Kippenboer Bertus Zefat uit Valthe besloot in 1942 joodse onderduikers bij zijn huis onderdak te geven. Maar al snel bleek het daar niet veilig genoeg en groef hij samen met anderen een ondergrondse schuilplaats in het bos.
Ook bijvoorbeeld Aaltjo Oldenburger maakte deel uit van de verzetsgroep en de leden riskeerden eveneens hun eigen veiligheid bij het verzorgen van de vluchtelingen.
Meermalen werd de groep van 16 onderduikers bijna ontdekt, maar zij kwamen uiteindelijk levend de oorlog door. Zefat zelf moest zijn heldhaftigheid met de dood bekopen, in 1944 werd hij geëxecuteerd.

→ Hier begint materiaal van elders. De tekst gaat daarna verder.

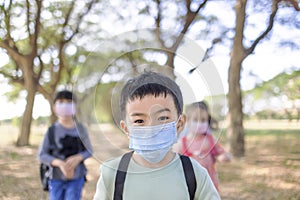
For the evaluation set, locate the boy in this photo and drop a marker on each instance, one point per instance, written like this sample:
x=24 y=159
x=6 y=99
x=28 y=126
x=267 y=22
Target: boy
x=151 y=108
x=65 y=156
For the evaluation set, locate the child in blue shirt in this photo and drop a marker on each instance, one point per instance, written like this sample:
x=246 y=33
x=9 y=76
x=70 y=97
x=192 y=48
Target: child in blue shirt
x=71 y=147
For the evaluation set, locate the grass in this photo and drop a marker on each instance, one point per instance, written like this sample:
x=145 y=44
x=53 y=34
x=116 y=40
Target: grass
x=269 y=170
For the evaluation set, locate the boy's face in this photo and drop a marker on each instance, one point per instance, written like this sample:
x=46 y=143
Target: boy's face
x=151 y=111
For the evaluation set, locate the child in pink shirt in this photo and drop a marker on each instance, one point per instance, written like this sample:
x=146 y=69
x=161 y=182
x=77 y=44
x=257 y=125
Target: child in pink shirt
x=199 y=143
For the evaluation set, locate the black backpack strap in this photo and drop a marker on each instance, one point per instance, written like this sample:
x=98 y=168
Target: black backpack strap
x=121 y=175
x=51 y=137
x=189 y=175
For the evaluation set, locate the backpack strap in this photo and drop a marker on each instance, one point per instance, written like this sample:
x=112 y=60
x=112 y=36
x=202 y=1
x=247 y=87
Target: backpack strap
x=189 y=174
x=185 y=150
x=122 y=171
x=121 y=175
x=212 y=145
x=51 y=137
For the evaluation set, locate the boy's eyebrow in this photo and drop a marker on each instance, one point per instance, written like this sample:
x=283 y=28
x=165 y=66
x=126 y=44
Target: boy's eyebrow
x=162 y=110
x=156 y=112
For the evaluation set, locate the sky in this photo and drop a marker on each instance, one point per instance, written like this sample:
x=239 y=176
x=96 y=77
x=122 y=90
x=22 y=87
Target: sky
x=267 y=62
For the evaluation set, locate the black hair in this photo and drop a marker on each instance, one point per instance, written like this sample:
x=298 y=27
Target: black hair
x=65 y=94
x=150 y=83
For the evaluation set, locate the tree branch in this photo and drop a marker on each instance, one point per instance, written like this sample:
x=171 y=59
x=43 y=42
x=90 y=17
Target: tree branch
x=39 y=74
x=12 y=78
x=9 y=41
x=188 y=21
x=157 y=25
x=12 y=51
x=268 y=29
x=295 y=4
x=36 y=28
x=28 y=18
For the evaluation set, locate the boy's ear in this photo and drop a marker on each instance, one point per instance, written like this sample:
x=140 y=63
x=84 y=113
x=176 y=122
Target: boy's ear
x=181 y=123
x=124 y=127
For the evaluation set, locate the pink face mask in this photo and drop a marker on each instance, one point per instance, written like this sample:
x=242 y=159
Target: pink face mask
x=65 y=109
x=198 y=127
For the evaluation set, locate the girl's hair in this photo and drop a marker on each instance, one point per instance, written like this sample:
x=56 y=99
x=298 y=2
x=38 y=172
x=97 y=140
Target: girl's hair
x=202 y=105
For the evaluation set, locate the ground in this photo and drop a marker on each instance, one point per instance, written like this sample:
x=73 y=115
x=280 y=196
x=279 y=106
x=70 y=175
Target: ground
x=269 y=170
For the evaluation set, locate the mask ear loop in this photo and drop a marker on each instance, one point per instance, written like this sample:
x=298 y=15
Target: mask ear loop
x=178 y=118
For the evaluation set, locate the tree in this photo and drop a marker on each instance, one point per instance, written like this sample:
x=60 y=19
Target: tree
x=239 y=53
x=36 y=46
x=185 y=23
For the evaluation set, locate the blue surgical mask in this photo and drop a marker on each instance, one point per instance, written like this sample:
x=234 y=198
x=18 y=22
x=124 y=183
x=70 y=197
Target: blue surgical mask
x=153 y=142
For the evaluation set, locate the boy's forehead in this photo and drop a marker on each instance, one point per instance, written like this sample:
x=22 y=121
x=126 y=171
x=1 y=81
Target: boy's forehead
x=151 y=103
x=197 y=112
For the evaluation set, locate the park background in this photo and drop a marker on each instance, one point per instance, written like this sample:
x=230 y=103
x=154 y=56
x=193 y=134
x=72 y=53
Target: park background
x=241 y=56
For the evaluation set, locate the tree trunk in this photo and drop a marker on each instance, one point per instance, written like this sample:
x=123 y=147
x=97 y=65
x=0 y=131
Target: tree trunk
x=236 y=130
x=23 y=138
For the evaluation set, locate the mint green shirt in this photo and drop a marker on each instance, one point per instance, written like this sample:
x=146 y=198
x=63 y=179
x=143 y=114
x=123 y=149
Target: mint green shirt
x=165 y=183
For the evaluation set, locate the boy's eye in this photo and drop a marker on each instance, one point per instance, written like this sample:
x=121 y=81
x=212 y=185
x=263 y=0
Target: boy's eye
x=163 y=118
x=138 y=121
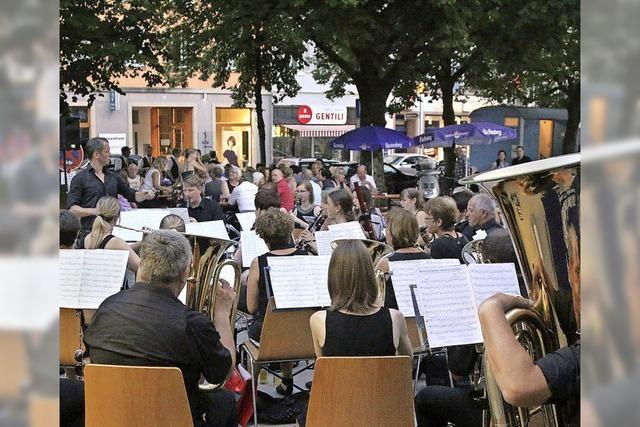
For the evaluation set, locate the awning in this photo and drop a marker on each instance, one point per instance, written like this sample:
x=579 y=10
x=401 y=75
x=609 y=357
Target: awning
x=330 y=131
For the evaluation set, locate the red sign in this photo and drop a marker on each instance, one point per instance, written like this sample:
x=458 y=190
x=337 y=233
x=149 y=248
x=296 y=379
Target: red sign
x=304 y=114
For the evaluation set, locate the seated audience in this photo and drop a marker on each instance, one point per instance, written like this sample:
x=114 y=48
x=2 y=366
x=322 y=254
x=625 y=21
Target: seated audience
x=244 y=194
x=148 y=326
x=441 y=219
x=101 y=237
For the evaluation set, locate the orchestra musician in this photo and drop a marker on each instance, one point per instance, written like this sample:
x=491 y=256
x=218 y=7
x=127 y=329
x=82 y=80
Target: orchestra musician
x=441 y=219
x=355 y=324
x=101 y=237
x=274 y=227
x=402 y=235
x=147 y=325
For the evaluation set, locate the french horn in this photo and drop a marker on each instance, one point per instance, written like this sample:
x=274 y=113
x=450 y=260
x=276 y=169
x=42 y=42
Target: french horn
x=540 y=202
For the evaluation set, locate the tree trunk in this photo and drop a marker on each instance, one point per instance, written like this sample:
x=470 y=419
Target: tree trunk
x=449 y=118
x=570 y=141
x=373 y=104
x=257 y=93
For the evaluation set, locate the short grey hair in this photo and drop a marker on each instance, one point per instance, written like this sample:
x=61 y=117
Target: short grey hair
x=94 y=144
x=165 y=255
x=485 y=202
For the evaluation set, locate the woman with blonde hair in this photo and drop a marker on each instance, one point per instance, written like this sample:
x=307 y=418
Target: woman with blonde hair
x=411 y=201
x=402 y=235
x=442 y=214
x=356 y=325
x=274 y=227
x=101 y=237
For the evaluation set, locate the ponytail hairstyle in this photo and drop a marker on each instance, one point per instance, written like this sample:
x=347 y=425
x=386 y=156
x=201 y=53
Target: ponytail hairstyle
x=108 y=211
x=343 y=199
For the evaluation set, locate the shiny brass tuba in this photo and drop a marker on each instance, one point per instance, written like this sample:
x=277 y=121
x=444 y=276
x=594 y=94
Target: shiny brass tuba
x=207 y=272
x=540 y=202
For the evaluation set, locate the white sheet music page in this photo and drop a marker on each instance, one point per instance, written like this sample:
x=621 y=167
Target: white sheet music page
x=323 y=242
x=70 y=276
x=292 y=287
x=347 y=230
x=489 y=279
x=139 y=218
x=403 y=274
x=246 y=220
x=252 y=247
x=181 y=212
x=213 y=229
x=101 y=275
x=320 y=273
x=448 y=304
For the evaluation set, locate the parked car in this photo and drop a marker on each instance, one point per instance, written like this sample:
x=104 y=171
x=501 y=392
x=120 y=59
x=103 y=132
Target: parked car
x=406 y=162
x=395 y=180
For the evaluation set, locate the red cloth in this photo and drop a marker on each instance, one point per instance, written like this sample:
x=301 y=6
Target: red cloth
x=286 y=195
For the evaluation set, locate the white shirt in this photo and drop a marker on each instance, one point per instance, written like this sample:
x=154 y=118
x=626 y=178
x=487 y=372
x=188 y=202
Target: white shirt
x=368 y=181
x=244 y=196
x=317 y=192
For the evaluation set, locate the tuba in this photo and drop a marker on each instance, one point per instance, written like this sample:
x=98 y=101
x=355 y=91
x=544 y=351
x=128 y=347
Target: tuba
x=207 y=270
x=540 y=203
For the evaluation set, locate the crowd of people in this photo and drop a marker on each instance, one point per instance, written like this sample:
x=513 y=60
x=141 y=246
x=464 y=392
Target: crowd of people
x=145 y=323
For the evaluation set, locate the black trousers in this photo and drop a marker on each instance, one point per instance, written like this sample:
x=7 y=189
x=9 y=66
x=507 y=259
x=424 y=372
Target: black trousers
x=221 y=409
x=438 y=405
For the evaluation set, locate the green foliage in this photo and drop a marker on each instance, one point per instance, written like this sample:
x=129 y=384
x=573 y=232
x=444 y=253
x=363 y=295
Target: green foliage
x=104 y=40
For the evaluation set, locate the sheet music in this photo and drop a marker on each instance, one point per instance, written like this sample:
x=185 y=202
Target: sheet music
x=488 y=279
x=320 y=273
x=290 y=281
x=182 y=213
x=139 y=218
x=252 y=247
x=403 y=274
x=323 y=242
x=246 y=220
x=300 y=281
x=448 y=304
x=214 y=229
x=347 y=230
x=88 y=277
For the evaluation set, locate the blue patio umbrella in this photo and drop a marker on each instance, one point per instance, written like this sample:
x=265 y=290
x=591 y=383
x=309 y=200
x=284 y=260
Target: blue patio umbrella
x=476 y=133
x=369 y=138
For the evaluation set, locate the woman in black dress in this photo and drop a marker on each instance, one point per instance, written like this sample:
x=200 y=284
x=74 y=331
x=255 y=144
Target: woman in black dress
x=356 y=324
x=441 y=220
x=402 y=235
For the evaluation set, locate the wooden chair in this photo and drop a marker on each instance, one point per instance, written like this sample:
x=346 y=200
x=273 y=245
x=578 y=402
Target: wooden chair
x=70 y=337
x=285 y=337
x=361 y=391
x=122 y=396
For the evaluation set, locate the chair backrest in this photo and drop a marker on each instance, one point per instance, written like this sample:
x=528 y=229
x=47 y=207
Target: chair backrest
x=121 y=396
x=361 y=391
x=70 y=336
x=286 y=334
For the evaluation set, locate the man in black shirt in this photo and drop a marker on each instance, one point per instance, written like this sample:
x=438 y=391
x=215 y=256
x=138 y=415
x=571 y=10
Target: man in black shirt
x=199 y=208
x=553 y=379
x=147 y=325
x=481 y=213
x=96 y=181
x=520 y=157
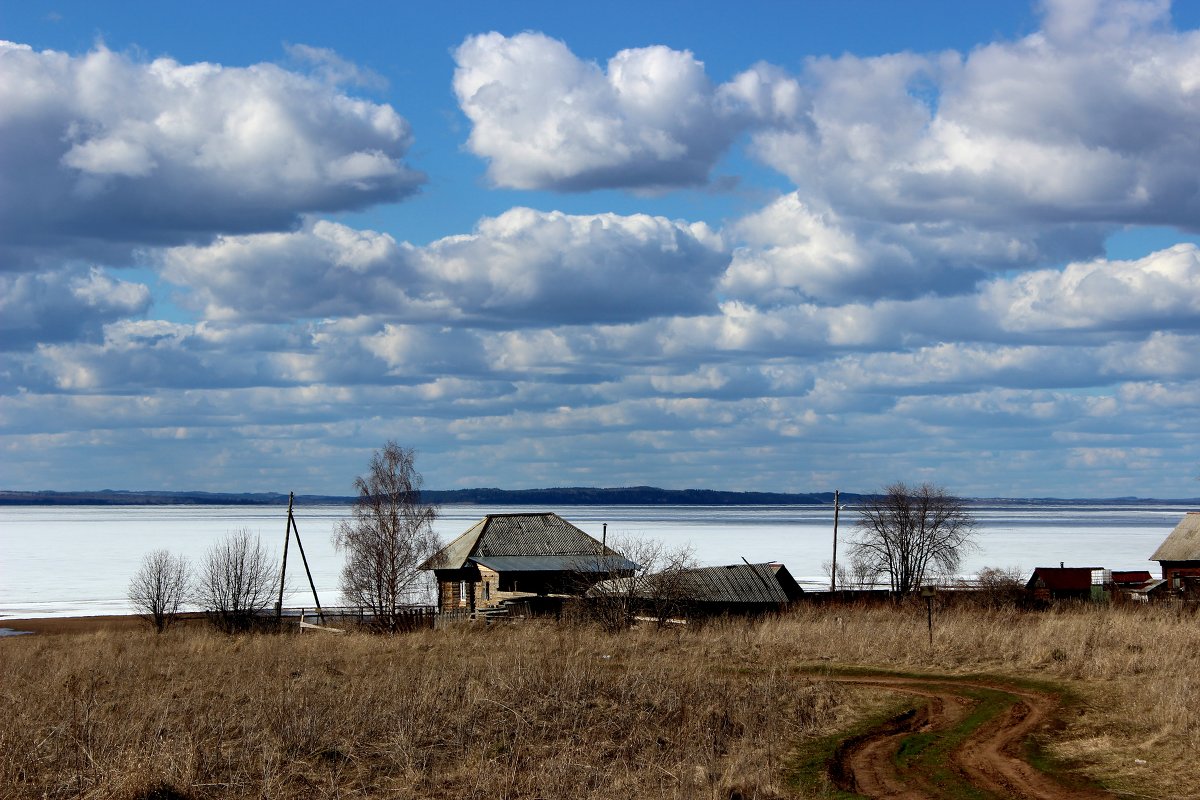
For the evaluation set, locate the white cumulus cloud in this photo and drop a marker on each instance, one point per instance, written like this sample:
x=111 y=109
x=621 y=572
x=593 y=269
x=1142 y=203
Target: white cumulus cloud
x=546 y=119
x=102 y=149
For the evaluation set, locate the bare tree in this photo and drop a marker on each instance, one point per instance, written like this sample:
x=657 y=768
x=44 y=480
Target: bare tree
x=909 y=534
x=238 y=582
x=388 y=537
x=642 y=577
x=159 y=588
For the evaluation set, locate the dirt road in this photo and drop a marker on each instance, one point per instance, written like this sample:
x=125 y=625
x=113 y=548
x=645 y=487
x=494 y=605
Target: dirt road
x=961 y=739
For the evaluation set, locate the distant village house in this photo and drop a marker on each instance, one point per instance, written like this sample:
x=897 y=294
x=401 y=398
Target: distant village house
x=507 y=557
x=1179 y=555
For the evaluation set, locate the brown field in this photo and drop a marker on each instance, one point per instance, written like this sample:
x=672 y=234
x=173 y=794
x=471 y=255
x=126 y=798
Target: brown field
x=546 y=710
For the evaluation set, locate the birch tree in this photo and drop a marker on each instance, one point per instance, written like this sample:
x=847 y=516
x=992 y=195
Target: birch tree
x=389 y=535
x=911 y=534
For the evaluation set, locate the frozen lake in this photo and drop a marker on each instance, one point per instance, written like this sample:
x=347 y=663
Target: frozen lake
x=75 y=560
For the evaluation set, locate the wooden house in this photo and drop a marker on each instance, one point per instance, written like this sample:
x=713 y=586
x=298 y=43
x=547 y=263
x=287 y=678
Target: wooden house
x=711 y=590
x=1179 y=555
x=505 y=557
x=1065 y=583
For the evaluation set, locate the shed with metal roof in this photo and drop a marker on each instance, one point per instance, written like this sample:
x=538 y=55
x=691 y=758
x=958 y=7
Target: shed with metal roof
x=1179 y=555
x=736 y=588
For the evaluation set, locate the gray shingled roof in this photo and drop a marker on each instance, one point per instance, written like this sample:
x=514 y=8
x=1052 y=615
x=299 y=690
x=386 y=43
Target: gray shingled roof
x=544 y=541
x=1183 y=542
x=737 y=583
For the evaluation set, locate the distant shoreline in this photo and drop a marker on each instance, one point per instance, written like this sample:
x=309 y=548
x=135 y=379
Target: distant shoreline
x=640 y=495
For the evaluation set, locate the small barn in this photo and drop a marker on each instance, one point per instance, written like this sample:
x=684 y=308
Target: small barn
x=1179 y=555
x=508 y=557
x=711 y=590
x=1131 y=579
x=1066 y=582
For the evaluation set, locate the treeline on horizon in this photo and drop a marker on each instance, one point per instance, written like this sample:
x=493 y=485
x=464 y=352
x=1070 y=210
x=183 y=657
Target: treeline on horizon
x=565 y=495
x=493 y=497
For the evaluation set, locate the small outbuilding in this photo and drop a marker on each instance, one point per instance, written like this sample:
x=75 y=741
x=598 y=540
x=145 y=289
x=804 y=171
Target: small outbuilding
x=507 y=557
x=1065 y=583
x=711 y=590
x=1179 y=555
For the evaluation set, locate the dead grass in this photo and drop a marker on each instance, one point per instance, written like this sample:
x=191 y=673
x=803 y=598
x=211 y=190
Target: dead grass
x=557 y=711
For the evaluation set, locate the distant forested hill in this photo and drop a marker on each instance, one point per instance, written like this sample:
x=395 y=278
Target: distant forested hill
x=575 y=495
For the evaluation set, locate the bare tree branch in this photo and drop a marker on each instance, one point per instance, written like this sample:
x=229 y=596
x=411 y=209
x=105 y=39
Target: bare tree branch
x=160 y=588
x=238 y=581
x=912 y=534
x=388 y=537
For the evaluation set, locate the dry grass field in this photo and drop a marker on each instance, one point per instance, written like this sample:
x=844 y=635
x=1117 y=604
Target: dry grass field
x=546 y=710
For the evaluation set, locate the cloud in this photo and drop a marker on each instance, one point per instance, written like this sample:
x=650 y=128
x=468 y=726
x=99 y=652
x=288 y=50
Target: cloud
x=1158 y=292
x=523 y=268
x=102 y=151
x=546 y=119
x=555 y=268
x=64 y=306
x=1084 y=121
x=792 y=251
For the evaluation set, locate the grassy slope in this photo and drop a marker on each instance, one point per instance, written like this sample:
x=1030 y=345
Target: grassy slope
x=562 y=711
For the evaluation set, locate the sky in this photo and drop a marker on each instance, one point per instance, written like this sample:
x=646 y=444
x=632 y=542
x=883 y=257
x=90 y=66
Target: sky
x=753 y=246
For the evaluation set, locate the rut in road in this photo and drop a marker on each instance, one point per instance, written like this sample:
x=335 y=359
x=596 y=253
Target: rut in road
x=965 y=739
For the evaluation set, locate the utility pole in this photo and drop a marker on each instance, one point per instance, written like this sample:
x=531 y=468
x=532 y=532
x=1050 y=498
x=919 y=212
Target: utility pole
x=283 y=570
x=833 y=570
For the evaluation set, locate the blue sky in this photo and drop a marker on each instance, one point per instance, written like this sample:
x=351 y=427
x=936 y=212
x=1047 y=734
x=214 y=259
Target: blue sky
x=780 y=246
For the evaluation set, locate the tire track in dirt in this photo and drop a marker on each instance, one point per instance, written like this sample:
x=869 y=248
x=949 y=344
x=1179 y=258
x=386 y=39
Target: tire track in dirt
x=966 y=738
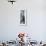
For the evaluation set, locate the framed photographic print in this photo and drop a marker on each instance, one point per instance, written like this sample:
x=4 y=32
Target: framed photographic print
x=23 y=17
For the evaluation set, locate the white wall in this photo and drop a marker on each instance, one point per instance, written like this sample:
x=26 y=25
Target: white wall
x=9 y=19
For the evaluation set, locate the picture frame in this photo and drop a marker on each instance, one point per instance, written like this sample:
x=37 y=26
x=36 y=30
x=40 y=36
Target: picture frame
x=23 y=17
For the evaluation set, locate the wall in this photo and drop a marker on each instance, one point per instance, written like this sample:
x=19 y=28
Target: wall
x=36 y=21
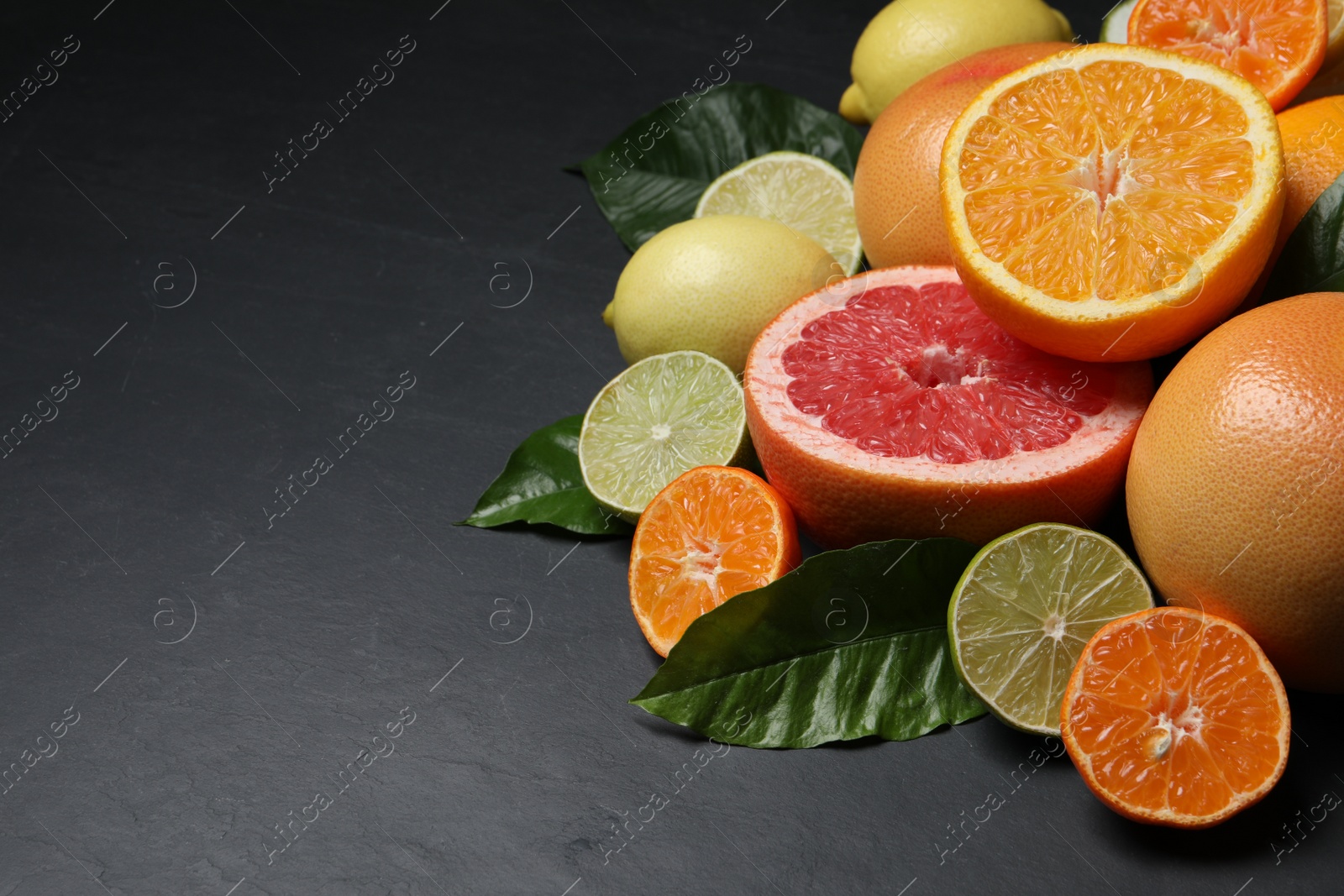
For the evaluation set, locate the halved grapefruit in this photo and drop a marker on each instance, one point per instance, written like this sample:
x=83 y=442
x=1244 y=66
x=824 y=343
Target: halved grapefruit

En wat doet zijn vrouw? Ze houdt zich niet, verlamd van schrik - zo voorstelbaar - gedeisd, maar zet samen met anderen de zorg voor de onderduikers voort.
Een van de onderduikers Ab van Dien schreef na de oorlog een boek over zijn ervaringen: De opgejaagden

Vanmorgen stond ik op die plek waar vlakbij ook het ondergrondse vrouwenverblijf was. Terwijl de vogels lenteachtig zongen, was het moeilijk voor te stellen hoe mensen hier jarenlang verbleven, afhankelijk van de heldhaftigheid van anderen en voortdurend benauwd ontdekt te worden.

Het is goed dat we tijdens een aangename boswandeling ineens weer herinnerd worden aan deze verhalen over buitengewone 'gewone' mensen.